Tunisia’s President, Moncef Marzouki, was a guest this week at a Jewish exhibition related to the holiday of Purim.
At the exhibition, the Tunisian president expressed his support for the Jewish community in Tunisia and said that Tunisia is a “land of coexistence.” A video of the visit was posted to the internet and translated by the Middle East Media Research Institute (MEMRI).
“Let me reiterate that Tunisia is the land of peace, the land of coexistence, the land of brotherhood, a country that rejects all kinds of discrimination between its citizens – whether racial, religious, or sectarian. We are proud of all our Jewish citizens, who have played an important role in the history of this country,” Marzouki said.
“I always say that we have a shared and pluralistic identity in our country. The Arab-Islamic identity is the basis, but in our history there was a Jewish Tunisia, a Christian Tunisia, an Amazigh Tunisia, and Phoenician Tunisia... All these ‘Tunisias’ are part and parcel of our culture and civilization, and we should be proud of them. So, happy Purim, and thank you for this initiative. Carry on, and I wish you all success,” he added.

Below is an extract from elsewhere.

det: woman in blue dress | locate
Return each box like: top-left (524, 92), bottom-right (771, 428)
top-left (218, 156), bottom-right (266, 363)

Tunisia today has a Jewish population of only 1,500, but in the 1960s there were 100,000 Jews in the country. Most left following the 1967 Six Day War, though the emigration to Israel started in the 1050's.
Most Tunisian Jews now live on the resort island of Djerba, near the country’s border with Libya, once called the Island of Cohanim because so many Jewish families who could trace their lineage to Moses' brother Aaron, the first High Priest, lived there. A 2,000-year-old synagogue, the El Ghriba, is located on the island and is the site of an annual pilgrimage by Jews on the holiday of Lag Ba’omer.
Marzouki has in the past called on the country’s Jewish population to return to his country, saying Tunisia’s Jews are full-fledged citizens and those who had left the country were welcome to return.
The Islamist Ennahda party, which won the elections in Tunisia after the ouster of dictator Zine El Abidine Ben Ali, said after winning that it welcomed Jews in Tunisia.
“Tunisia remains, today and tomorrow, a democratic state that respects its citizens and looks after them regardless of their religion…. Members of the Jewish community in Tunisia are citizens enjoying all their rights and responsibilities,” said the party, which has since been replaced by a government of independent figures.
Relations with Israel, on the other hand, are a taboo subject in Tunisia, as they are in other Arab countries. Ennahada had rejected outright any normalization of diplomatic ties with Israel.
Last week, Israeli passengers on a cruise ship were not allowed to disembark in Tunis "because of a last-minute decision made by the Tunisian government."
The Miami-based Norwegian Cruise Line (NCL) later announced that it would no longer call at Tunisian ports, saying that "in response to this discriminatory act...it has cancelled all remaining calls to Tunisia and will not return."
Tunisia's tourism minister later denied that the Israeli tourists had been discriminated against, saying there had been a “procedural problem”.